“If you’re always chasing the next problem, you don’t see three problems ahead.” – Author Unknown
I love this time of year. Students are stepping up to serve in leadership positions. They’re looking ahead to next year and thinking about all of the ways they can help to make it the best year ever. They have all kinds of fresh ideas. They can see the entire year spread out before them.
Unfortunately, somewhere between the start of school and October, they get caught up in all of the busyness and begin to live from event to event (or problem to problem, as mentioned above). They move from head-in-the-clouds with all of the excitement and anticipation of a new year to head-in-the-sand with the pressure to just get through the next thing. Once you lack perspective, it can result in missed opportunities and chisel away at your attempts to be excellent.
I’ve sat in on many student leadership meetings where a student leader’s frustration could have been alleviated if he or she had just planned ahead a little. Living from event to event means sacrificing one’s effectiveness as a leader. Charles Noble said, “You must have a long-range vision to keep you from being frustrated by short-range failures.”
How can we overcome this tendency?

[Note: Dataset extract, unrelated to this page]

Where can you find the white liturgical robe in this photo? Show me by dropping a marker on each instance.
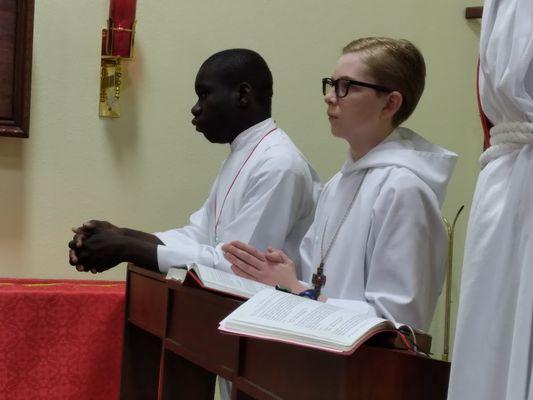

I would recommend the following:
- Use a calendar that offers you a weekly rather than a daily view.
- Once a week, sit down with your calendar and look over the next month.
- Once a quarter (every three months), sit down with your calendar and look ahead at the next quarter.
- Build reminders into your calendar so you’re not surprised by approaching events.
- Plan backwards from big events to get deadlines and checkpoints on your calendar.
If all you see is the next event, then you lose much of your capacity to lead. Leaders must be aware of the BIG picture – what’s out there farther ahead. This will give you a better perspective on what is necessary for today.